Asante McGee, a former Kelly superfan, is another survivor who spoke about Kelly’s alleged sex cult. They met in 2013 when she was 35.
“He goes for the younger girls because they are weak minded, but if you’re older and he feels like you’re weak-minded he’s going to go for you too,” said McGee. “It doesn’t matter if you’re 16 or 40, if he could control you, that’s all he wants.”
Two years into the relationship he brought McGee to his rental property in Atlanta to live. McGee said other women were living in the house, too. When visiting the now vacant property for the film (Kelly was evicted in February 2018), McGee walked in a room that Kelly called “The Black Room,” a place where she said the most “degrading” things happened to her.
“Being in that house and witnessing [the abuse] with my own eyes, I regret not listening and believing the allegations that happened,” said McGee.
In May 2018, Faith Rodgers filed a lawsuit against Kelly, accusing him of infecting her with herpes and “mentally, sexually and verbally” abusing her. Rodgers met Kelly when she was 19 in March 2017. She said in May 2017, she was intimidated into having sex with Kelly. “I felt it was something I had to do,” Rodgers said. Kelly has not responded to Rodgers lawsuit.
By the end of 2017, Rodgers said she met Joycelyn Savage, who she described as robotic around Kelly. After walking away from the relationship in 2018, Rodgers connected with the Savages, who advised her to take a blood test, after they told her Joycelyn had an incurable sexually transmitted infection.
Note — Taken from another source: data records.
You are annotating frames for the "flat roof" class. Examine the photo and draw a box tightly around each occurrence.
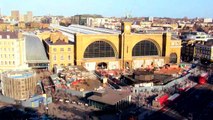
[88,89,131,105]
[24,34,49,63]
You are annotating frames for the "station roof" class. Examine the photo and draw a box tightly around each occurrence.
[0,31,18,39]
[52,25,121,34]
[88,89,130,105]
[24,35,49,63]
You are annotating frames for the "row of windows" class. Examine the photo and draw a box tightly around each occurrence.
[0,54,15,58]
[0,61,15,65]
[53,48,71,52]
[196,54,211,59]
[0,48,14,52]
[53,55,71,61]
[132,40,158,56]
[196,50,211,55]
[0,41,14,45]
[196,46,211,50]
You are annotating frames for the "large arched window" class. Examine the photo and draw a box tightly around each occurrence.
[170,53,177,63]
[132,40,158,56]
[84,41,115,58]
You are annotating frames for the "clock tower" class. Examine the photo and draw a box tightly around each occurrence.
[121,22,132,34]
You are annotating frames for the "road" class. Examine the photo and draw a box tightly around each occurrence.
[147,84,213,120]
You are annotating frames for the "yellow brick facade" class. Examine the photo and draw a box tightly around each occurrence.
[48,45,74,70]
[75,22,181,69]
[42,32,74,70]
[0,34,26,71]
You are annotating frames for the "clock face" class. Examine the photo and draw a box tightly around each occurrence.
[125,26,130,30]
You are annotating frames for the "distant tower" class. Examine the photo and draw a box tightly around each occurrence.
[0,8,2,18]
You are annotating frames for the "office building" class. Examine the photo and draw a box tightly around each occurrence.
[11,10,20,21]
[1,71,37,100]
[44,32,74,70]
[195,39,213,64]
[0,31,26,71]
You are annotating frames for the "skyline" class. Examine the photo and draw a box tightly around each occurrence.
[0,0,213,18]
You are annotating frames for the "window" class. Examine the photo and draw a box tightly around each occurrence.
[132,40,158,56]
[84,41,115,58]
[170,53,177,63]
[61,55,64,60]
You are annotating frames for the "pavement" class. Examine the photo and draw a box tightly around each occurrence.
[147,84,213,120]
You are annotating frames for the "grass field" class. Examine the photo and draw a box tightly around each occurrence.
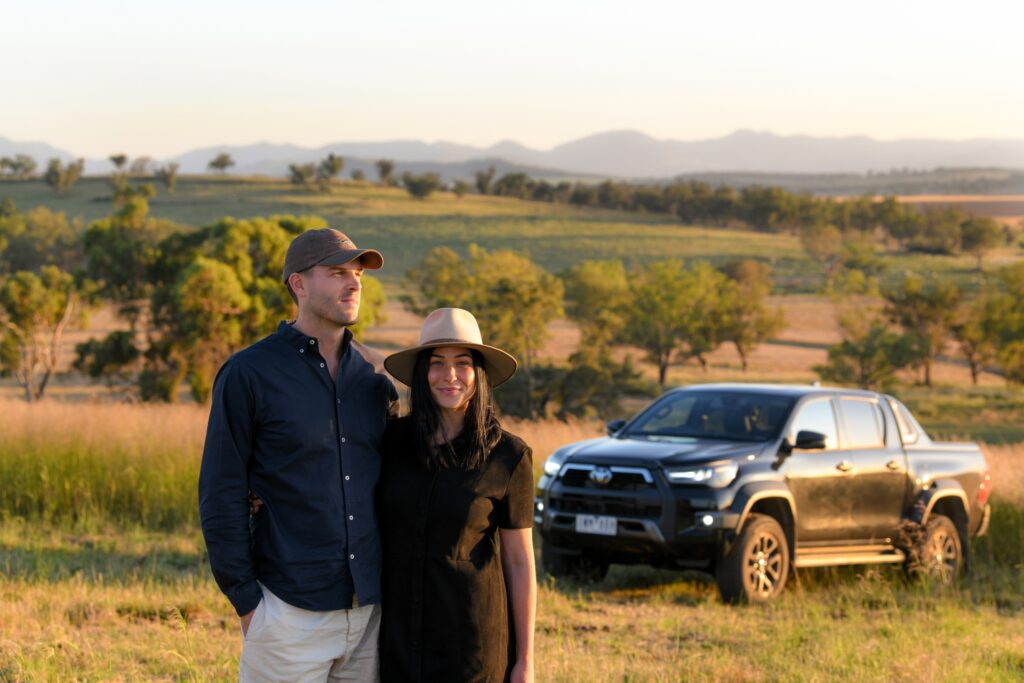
[0,401,1024,682]
[0,176,1020,293]
[6,177,1024,683]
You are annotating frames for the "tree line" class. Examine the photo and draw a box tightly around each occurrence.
[0,183,781,417]
[815,270,1024,389]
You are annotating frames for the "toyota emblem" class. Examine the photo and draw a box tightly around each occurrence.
[590,467,611,486]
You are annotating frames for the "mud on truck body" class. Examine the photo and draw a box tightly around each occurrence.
[535,384,991,601]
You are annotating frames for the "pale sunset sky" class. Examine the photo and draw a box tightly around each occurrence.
[0,0,1024,158]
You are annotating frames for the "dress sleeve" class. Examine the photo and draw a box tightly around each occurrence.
[498,447,534,528]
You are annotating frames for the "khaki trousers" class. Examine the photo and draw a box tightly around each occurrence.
[239,586,381,683]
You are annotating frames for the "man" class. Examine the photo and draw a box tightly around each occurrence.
[199,229,397,681]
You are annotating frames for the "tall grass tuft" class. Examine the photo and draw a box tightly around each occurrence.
[0,401,206,529]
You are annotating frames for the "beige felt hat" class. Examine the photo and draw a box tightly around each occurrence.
[384,308,518,387]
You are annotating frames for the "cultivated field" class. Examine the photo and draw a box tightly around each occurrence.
[0,401,1024,681]
[0,178,1024,683]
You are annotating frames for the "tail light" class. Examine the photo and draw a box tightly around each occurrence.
[978,466,992,506]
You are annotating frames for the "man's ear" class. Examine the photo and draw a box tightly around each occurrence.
[288,272,306,299]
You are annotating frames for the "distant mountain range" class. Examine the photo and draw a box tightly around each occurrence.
[0,130,1024,179]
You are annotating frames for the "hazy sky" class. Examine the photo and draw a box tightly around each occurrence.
[0,0,1024,158]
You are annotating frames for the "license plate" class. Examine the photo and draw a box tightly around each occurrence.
[577,515,618,536]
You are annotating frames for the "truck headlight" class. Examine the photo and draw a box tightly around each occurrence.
[667,463,739,488]
[544,451,568,477]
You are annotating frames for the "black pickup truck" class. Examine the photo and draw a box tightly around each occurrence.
[535,384,991,601]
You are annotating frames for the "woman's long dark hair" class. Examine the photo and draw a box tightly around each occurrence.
[411,348,502,471]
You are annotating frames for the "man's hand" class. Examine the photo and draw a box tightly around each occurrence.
[239,609,256,638]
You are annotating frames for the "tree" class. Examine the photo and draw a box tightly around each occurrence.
[0,265,80,402]
[961,217,1006,271]
[561,260,630,355]
[108,154,128,173]
[885,275,961,386]
[622,259,728,387]
[814,317,915,389]
[719,259,785,372]
[288,164,316,185]
[491,173,532,199]
[0,154,37,180]
[404,245,562,416]
[950,292,999,385]
[0,207,83,273]
[316,152,345,189]
[800,225,844,284]
[377,159,394,185]
[43,159,85,195]
[206,152,234,175]
[473,166,495,195]
[157,162,181,194]
[401,173,441,200]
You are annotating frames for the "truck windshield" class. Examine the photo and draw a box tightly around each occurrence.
[623,391,796,441]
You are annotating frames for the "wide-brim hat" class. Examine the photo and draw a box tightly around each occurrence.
[384,308,519,387]
[281,227,384,283]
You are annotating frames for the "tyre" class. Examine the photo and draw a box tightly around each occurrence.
[541,541,608,584]
[910,515,964,584]
[715,514,790,603]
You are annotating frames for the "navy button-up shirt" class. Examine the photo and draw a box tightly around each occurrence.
[199,323,397,615]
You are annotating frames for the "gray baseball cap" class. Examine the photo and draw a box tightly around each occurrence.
[282,227,384,283]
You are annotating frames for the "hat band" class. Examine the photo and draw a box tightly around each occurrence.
[420,339,483,346]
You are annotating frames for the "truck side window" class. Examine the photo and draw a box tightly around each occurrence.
[889,400,919,445]
[839,397,886,449]
[790,398,839,451]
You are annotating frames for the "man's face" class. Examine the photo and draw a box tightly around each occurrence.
[299,261,362,327]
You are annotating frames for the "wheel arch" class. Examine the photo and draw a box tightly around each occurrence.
[733,482,797,556]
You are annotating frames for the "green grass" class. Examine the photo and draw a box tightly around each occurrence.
[893,385,1024,443]
[0,176,1015,292]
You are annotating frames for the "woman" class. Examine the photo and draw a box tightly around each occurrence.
[377,308,537,683]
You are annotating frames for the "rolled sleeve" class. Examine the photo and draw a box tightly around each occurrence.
[199,359,262,615]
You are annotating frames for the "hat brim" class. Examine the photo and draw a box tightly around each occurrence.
[384,340,519,387]
[316,249,384,270]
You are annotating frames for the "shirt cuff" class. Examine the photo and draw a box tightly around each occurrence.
[227,581,263,616]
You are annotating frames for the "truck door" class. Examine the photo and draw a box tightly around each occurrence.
[839,396,907,543]
[779,396,856,545]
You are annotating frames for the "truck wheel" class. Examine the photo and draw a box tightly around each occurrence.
[716,514,790,602]
[914,515,964,584]
[541,541,608,584]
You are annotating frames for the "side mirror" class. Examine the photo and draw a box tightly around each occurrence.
[793,429,825,451]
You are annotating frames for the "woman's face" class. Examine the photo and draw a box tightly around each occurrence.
[427,346,476,412]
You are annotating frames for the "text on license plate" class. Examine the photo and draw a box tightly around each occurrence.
[577,515,618,536]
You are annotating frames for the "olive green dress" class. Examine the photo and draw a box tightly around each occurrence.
[377,418,534,683]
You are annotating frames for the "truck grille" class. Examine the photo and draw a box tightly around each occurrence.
[561,464,654,490]
[552,494,662,519]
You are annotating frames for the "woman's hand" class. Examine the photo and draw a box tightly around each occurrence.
[249,492,263,515]
[509,659,534,683]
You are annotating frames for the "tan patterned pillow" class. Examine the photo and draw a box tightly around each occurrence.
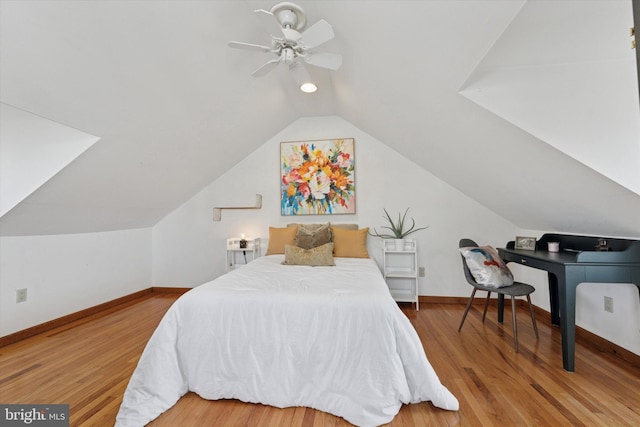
[282,243,336,267]
[332,227,369,258]
[265,227,298,255]
[296,224,333,249]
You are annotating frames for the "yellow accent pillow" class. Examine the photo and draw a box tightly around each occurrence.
[282,243,336,267]
[265,227,298,255]
[331,227,369,258]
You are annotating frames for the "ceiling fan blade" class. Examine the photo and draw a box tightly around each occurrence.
[227,41,271,52]
[298,19,335,50]
[304,52,342,71]
[251,58,280,77]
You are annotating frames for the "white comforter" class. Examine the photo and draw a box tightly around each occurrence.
[116,255,458,427]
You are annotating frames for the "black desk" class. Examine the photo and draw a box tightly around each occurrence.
[498,234,640,372]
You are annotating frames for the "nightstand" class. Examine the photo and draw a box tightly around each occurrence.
[382,239,420,311]
[226,237,260,271]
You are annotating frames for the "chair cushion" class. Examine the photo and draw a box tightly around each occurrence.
[459,246,513,288]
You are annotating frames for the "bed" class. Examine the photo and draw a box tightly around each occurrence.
[116,226,458,427]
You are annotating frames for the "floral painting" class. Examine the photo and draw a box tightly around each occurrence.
[280,138,356,215]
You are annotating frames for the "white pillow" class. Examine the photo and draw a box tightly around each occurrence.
[460,246,513,288]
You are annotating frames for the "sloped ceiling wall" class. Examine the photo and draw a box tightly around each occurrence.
[0,0,640,237]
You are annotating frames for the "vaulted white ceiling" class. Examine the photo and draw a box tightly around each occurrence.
[0,0,640,237]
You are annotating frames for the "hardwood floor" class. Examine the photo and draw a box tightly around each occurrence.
[0,294,640,427]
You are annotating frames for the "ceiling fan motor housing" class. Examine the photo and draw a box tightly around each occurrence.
[271,1,307,31]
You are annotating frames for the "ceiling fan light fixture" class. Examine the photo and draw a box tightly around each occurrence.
[300,82,318,93]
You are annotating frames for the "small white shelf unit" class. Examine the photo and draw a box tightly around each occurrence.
[226,237,260,272]
[382,239,420,311]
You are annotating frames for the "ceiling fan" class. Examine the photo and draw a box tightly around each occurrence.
[227,2,342,90]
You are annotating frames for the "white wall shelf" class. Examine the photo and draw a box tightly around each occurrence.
[382,239,420,311]
[226,237,261,272]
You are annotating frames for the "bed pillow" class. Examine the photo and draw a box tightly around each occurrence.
[460,246,513,288]
[282,243,336,267]
[265,227,298,255]
[296,224,333,249]
[331,226,369,258]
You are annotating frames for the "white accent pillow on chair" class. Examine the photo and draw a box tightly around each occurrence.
[459,246,513,288]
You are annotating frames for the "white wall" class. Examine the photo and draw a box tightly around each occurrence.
[0,102,99,217]
[0,229,151,336]
[153,116,516,296]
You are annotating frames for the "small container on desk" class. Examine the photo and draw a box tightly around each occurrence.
[226,237,260,271]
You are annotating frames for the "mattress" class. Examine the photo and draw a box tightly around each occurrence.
[116,255,458,427]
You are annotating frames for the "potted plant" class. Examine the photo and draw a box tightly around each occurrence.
[369,208,429,251]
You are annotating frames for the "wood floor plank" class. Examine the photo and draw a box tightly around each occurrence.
[0,294,640,427]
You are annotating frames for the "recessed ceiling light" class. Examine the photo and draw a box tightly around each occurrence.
[300,82,318,93]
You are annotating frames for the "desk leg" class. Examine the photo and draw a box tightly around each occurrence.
[547,273,560,326]
[558,267,585,372]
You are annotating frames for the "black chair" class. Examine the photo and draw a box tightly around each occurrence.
[458,239,538,353]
The stories of the Clarys, McGee, Rodgers, Savages and other victims were kept in the national conversation thanks to #MuteRKelly, a movement to end financial support for Kelly. Co-founders Kenyette Barnes and Oronike Odeleye launched the campaign in summer 2017 to stress the importance that Black women and girls are to no longer be ignored. #MuteRKelly supporters protested Kelly’s concerts nationally and called on Spotify to remove Kelly’s music from sponsored playlists.
“We still socially don’t perceive young black women as innocent and as deserving of protection,” said writer Mikki Kendall. “Somehow it’s their fault. When the reality is that the problem isn’t the girls, the problem is the predators.”
— Chance The Rapper (@chancetherapper) January 6, 2019
In May 2018, the Women of Color of #TimesUp, which included Ava Duvernay and Viola Davis, supported the cause. When #MeToo founder Tarana Burke asked veteran radio host Tom Joyner to stop playing his music, he complied. That was a big deal as much of his audience is the demographic supporting Kelly, Burke explained.
In response to the growing mainstream criticism, Kelly dropped a 19-minute track, I Admit” in May 2018.
As critics pointed out throughout the documentary, Kelly again used music to conceal his true nature in plain sight.
“It’s not like he’s hidden. But we have been afraid to look,” music critic Nelson George concluded.